Following a long career in editorial and management roles at UPI, he designed and produced Reuters Target News, a major innovation that allowed Reuters to customise its news feeds to meet the requirements of Web publishing.
In the mid-1990s, on the cusp of the Big Bang -- the birth and explosive growth of the World Wide Web -- Reuters was looking for an edge.
The Associated Press, handcuffed by newspaper owners nervous about their content feeding the competition, and Dow Jones -- likewise fearful of weakening its grip on financial news distribution, seemed unsure about their respective roles in the new medium.
Following Reuters long tradition of aggressive, risk-taking moves, managers at Reuters New Media in the United States agreed an innovative course of action: selling customized news feeds to the widely diverse - and burgeoning - world of web publishing.
Some 30 years ago, however, there was yet to be developed software that could effectively handle a "fire hose" of Reuters worldwide general news content, then identify, extract and deliver topic-specific stories.
What Reuters needed was a middleman, someone who knew news, understood publishers and had the tech skills to manage the fire hose. Enter Bobby Ray Miller, a former long-time editor at United Press International.
Bobby became the first "agent" of what Reuters would call Target News. The decision to bring him on board as a consultant proved as important and successful as the agreement to create a customized news service itself.
Bobby's previous two decades at UPI included both editorial and management roles. He wrote the U.S. agency’s style guide and his wry sense of humour made it entertaining as well as essential. A former colleague said the guide included this entry: "A burro is an ass. A burrow is a hole in the ground. As a journalist you are expected to know the difference."

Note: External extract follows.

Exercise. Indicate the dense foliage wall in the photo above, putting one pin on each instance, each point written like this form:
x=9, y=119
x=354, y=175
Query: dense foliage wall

In the space of just a few years, Target News became a leading service offered by Reuters. It was sold to scores of online publishers whose content requirements ranged from the earthly to the esoteric.
And it was Bobby Ray Miller, often working seven days a week, who launched, nurtured and continuously strove to improve the accuracy of Target News.
Eventually, technology and an online team of deskers were employed to replace the work of one amazing editor.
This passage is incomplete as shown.